Although it's somewhat ignominiously remembered as the app that installed Comic Sans on the computers of millions of Windows users for the first time, Comic Chat is a cool little slice of early messaging history. Using the art of famed underground comic artist Jim Woodring, Comic Chat split up conversations between word balloons over the heads of surreal, almost hallucinatory comic characters, based upon the app's internal grammar ruleset.
"Comic Chat was amazing," Cheng says. "The frugality of the comic style ended up kind of matching the text, but sometimes the fidelity of that system didn't match people's expectations"—for example, by breaking up long sentences between panels in unintuitive ways, or placing characters in the panels in an order that doesn't follow a user's own internal understanding of the way the conversation is flowing.
That mismatch between a user's expectations of what a chatbot, AI, or conversational interface should do and what they actually do is something that Cheng says has been a mainstay in her work at Microsoft ever since. Sometimes it's the focus, like when Tay became a sudden PR disaster for Microsoft, and sometimes it's on the periphery, like it was with Comic Chat. But it's always there—a discrepancy between computers' ability to understand what humans want from them. So how do we get beyond it?
The Future Of Conversational Interfaces
When it comes to conversational interfaces, Cheng says that the big challenge is programming AIs that truly understand the personality of who they're talking to. "Chatbots need to be more people-centric, and less general purpose," she says. "Right now, all they know when they're talking to someone is what words that person is using. What they don't understand is context and personality. They don't get if you're serious, if you're being goofy, or if you're trolling."
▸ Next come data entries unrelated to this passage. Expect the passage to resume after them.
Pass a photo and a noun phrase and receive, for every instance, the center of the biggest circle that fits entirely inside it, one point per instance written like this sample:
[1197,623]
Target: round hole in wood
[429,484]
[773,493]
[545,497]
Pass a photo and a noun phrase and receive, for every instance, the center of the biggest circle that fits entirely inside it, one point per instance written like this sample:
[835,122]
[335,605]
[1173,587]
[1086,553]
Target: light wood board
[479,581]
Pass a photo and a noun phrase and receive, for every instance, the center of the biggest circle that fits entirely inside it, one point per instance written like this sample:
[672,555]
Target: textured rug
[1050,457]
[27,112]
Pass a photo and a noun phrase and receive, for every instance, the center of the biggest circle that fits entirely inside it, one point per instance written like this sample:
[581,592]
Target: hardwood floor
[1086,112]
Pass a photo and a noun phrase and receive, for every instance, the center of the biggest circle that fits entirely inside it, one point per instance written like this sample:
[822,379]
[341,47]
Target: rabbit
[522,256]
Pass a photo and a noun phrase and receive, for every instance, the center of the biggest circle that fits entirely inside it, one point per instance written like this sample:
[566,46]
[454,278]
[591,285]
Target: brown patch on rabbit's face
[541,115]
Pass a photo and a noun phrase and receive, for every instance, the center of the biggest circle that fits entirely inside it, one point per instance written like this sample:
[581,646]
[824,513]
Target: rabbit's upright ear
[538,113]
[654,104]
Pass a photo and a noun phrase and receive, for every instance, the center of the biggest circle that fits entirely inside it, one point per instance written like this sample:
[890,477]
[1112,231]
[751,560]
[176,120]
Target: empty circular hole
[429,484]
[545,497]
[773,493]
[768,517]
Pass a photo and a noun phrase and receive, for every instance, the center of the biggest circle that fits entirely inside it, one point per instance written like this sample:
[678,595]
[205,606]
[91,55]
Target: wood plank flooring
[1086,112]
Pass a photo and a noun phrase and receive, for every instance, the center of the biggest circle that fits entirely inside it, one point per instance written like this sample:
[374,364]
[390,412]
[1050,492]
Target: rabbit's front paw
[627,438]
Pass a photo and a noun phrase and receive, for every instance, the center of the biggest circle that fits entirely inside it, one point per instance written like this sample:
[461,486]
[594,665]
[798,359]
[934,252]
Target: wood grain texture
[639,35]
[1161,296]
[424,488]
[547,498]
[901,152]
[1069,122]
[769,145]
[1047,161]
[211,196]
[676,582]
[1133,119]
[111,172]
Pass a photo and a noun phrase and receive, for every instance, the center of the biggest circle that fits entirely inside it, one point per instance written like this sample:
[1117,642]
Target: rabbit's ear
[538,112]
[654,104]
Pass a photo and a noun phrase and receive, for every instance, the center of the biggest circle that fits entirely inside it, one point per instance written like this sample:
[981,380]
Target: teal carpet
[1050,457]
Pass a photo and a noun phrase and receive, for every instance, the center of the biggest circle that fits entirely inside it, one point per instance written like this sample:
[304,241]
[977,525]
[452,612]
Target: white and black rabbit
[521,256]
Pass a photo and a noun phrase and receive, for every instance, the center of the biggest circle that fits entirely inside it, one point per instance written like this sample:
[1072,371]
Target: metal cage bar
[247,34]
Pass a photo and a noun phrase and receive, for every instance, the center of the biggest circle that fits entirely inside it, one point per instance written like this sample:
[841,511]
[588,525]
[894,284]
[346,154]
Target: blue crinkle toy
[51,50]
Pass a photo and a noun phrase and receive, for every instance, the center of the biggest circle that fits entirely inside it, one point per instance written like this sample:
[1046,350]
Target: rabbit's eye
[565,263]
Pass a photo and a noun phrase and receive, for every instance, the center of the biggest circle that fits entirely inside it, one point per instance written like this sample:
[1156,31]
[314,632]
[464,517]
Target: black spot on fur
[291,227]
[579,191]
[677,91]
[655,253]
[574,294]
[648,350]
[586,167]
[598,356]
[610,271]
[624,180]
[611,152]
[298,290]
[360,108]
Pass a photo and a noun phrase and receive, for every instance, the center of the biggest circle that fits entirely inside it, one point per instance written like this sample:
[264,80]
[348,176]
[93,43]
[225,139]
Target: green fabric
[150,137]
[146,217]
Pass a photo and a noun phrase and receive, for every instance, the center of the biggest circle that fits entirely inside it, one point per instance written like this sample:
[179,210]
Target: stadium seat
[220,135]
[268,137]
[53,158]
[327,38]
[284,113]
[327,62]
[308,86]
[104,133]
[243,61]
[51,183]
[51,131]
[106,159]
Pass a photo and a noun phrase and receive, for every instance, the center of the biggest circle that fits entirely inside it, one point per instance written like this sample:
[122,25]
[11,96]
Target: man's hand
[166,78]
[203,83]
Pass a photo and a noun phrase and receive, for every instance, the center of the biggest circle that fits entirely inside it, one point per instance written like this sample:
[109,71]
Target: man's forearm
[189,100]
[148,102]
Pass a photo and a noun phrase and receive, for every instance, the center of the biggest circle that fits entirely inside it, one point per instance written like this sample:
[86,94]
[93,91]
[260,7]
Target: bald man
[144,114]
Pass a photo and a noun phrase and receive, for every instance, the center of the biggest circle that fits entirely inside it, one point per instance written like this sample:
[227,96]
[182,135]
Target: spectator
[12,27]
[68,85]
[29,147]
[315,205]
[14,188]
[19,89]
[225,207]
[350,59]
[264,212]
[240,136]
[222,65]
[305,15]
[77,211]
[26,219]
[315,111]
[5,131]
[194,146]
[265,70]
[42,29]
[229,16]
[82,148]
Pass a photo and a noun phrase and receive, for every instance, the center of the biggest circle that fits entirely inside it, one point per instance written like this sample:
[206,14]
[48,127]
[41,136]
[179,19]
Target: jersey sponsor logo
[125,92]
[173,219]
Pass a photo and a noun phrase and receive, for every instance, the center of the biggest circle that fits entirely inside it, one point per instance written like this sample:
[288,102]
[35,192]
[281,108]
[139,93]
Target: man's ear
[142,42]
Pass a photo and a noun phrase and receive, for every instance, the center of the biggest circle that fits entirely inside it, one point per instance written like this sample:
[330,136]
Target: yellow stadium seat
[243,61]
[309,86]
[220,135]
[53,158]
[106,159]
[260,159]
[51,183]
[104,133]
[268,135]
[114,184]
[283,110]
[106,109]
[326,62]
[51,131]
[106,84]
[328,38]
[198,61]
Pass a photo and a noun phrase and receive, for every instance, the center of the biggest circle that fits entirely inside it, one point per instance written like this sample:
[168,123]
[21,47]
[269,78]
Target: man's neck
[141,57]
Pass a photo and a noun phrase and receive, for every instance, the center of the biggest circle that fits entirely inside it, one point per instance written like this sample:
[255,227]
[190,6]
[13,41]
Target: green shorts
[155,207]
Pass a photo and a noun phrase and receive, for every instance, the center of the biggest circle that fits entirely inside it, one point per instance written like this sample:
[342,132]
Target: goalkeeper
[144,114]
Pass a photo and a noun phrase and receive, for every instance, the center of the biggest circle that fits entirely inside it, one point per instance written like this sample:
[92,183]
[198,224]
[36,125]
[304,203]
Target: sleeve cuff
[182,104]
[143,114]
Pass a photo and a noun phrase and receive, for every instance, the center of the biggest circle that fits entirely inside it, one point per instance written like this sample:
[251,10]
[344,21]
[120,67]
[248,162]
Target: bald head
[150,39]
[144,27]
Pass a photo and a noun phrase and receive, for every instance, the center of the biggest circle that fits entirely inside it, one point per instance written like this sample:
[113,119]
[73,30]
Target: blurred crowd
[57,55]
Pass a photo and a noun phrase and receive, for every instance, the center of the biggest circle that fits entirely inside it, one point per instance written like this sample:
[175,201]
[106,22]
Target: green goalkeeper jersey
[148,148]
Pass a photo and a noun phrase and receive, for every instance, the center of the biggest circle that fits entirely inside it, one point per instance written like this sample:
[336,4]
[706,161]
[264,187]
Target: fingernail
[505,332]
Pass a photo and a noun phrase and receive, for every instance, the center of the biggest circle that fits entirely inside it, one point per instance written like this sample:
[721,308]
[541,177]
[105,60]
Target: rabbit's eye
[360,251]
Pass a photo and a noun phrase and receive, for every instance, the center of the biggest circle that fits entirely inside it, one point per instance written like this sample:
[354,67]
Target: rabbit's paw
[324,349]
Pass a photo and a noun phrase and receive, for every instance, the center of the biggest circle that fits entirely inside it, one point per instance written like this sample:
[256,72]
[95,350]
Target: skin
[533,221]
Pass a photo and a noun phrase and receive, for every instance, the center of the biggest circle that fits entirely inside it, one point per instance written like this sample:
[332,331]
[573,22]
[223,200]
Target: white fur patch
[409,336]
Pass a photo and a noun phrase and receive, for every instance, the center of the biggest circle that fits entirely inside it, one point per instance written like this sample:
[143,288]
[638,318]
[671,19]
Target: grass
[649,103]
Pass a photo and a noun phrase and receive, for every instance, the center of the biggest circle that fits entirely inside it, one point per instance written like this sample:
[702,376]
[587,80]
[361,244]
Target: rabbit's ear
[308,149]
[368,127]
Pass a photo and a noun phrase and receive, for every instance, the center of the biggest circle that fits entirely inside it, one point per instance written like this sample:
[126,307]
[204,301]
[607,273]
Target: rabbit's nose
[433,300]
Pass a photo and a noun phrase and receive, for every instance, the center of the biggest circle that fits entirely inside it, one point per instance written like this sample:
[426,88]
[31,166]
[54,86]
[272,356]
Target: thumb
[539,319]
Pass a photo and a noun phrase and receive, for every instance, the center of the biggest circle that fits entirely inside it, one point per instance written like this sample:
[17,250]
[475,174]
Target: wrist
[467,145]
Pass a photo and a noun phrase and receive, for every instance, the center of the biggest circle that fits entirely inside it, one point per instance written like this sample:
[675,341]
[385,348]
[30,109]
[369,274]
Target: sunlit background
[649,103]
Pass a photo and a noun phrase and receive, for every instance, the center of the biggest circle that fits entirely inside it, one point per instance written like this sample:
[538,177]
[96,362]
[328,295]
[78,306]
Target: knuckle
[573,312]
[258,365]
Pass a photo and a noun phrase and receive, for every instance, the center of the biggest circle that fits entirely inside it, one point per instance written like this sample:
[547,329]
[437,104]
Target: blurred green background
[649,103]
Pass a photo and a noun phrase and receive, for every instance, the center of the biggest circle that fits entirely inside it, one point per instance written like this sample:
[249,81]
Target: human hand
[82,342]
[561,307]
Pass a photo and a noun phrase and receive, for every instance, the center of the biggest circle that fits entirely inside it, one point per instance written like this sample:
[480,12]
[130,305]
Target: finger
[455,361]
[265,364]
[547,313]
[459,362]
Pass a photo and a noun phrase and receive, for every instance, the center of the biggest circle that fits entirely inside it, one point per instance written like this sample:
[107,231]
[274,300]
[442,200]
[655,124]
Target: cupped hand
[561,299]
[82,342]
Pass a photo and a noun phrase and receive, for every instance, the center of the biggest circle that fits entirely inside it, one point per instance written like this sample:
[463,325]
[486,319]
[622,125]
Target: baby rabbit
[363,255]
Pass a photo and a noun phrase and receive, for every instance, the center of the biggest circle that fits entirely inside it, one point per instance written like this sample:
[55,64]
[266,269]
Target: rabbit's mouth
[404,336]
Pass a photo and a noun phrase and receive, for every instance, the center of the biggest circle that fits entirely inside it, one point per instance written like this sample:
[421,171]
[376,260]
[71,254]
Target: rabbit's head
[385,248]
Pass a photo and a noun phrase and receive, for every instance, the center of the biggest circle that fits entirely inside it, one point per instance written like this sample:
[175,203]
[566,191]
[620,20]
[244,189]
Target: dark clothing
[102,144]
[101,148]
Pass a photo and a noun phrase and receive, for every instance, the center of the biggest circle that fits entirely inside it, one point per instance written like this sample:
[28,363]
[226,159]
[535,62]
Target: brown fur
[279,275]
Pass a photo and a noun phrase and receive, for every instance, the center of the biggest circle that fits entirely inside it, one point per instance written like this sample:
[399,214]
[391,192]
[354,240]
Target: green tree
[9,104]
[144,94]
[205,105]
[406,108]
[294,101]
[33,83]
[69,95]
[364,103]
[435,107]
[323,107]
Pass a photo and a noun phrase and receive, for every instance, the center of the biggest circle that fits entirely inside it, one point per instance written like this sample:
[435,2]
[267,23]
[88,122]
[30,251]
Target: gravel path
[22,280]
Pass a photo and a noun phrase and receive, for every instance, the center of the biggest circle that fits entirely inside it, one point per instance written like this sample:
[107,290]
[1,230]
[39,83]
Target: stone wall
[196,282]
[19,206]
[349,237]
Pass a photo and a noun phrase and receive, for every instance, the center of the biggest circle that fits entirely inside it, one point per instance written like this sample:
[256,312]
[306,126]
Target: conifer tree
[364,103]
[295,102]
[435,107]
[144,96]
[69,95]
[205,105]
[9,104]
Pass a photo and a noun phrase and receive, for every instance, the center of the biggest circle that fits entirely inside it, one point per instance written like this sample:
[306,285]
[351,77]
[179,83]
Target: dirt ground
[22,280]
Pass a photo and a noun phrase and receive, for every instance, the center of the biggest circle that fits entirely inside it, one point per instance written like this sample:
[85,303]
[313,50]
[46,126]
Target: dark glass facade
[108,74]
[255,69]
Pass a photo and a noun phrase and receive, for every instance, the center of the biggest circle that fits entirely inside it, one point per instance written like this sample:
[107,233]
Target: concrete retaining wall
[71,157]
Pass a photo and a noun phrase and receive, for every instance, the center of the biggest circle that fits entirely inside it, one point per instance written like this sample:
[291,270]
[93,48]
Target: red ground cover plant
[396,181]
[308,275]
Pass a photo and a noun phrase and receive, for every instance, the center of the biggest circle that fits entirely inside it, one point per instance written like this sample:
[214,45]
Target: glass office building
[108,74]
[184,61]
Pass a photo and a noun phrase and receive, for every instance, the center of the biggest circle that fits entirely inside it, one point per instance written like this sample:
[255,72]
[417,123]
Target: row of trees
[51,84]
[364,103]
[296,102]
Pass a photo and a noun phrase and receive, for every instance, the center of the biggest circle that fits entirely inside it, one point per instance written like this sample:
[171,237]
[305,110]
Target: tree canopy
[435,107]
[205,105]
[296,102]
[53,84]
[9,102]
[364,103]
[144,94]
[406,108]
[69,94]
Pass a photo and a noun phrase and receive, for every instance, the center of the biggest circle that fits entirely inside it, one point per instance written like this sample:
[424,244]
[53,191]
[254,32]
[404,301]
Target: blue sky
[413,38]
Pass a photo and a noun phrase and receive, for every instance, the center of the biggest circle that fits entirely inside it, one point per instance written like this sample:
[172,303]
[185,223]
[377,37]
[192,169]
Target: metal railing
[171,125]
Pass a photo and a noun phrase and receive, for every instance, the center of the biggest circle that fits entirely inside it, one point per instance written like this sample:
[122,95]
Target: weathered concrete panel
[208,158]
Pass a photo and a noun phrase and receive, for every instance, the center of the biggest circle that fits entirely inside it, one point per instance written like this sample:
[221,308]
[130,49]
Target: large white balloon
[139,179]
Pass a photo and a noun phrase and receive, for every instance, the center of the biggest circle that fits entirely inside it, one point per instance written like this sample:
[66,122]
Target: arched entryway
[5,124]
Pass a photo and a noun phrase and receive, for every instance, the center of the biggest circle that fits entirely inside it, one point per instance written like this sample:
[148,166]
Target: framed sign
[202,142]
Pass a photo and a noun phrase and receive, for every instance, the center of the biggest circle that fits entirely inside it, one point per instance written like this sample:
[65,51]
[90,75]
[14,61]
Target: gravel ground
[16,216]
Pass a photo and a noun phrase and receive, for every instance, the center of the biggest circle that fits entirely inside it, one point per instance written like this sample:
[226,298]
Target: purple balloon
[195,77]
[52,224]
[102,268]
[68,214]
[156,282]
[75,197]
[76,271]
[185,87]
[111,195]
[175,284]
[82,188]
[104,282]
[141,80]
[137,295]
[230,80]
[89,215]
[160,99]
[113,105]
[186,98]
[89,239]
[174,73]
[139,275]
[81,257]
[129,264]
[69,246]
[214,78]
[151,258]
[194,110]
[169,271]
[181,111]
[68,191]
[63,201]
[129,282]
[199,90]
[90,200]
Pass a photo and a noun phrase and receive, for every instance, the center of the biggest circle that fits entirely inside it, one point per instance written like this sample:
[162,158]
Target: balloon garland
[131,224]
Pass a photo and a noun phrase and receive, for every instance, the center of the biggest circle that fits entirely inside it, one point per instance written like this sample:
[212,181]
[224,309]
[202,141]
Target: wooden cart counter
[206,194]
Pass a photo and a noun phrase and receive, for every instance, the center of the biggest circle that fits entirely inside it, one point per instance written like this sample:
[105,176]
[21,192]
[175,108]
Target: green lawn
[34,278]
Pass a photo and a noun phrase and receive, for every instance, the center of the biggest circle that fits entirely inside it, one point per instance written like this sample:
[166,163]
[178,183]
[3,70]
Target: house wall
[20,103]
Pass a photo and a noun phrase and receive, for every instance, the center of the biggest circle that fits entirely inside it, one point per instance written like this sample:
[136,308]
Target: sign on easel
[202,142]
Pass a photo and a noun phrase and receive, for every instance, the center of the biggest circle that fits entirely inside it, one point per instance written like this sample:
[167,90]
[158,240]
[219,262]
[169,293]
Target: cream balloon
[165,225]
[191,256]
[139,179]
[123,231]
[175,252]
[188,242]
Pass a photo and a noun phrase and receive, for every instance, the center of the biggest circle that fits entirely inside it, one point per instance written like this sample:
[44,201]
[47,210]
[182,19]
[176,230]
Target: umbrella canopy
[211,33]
In a way, that's what happened with Tay. Instead of disregarding the racist garbage a handful of Twitter trolls were feeding her, Tay gave it just as much weight as the messages being sent to her by people who were earnest or genuinely curious. But that's not what a human would have done. "Most people get a sense when they talk to someone new what their personality is like, and adjust how they react accordingly," Cheng says. AIs like Tay need to get to the point where they're smart enough to do the same, not just to avoid being trolled, but so they can make users feel comfortable, using tools like humor to get people talking. "I think for people to fall in love with a UI, it needs to feel natural," she says.
Talking to a bot doesn't feel natural, yet. But Cheng says the time of the conversational interface has come, even if they're still works in progress. "We should remember that computers are still very hard to use for the majority of people out there," Cheng says. Conversational interfaces can help solve that, which is why companies like Microsoft and Facebook are doubling down on them. But the tech industry is bullish on conversational UIs for reasons that go beyond Luddites, or people with accessibility problems. Almost a decade after Apple released the first iPhone, "everyone has app fatigue now," Cheng says. Which is why both developers and users alike are pining for the holy grail of a more natural user experience: a computer you can talk to like a human.
As Tay shows, there will be growing pains before we get there. But Cheng is confident that a time will come, and soon, when conversational interfaces will be a huge part—maybe even the biggest part—of how people use computers. Because at the end of the day, there's nothing more human, she says, than conversation. "No matter where you are, or what country you're in, people are going to want to chat."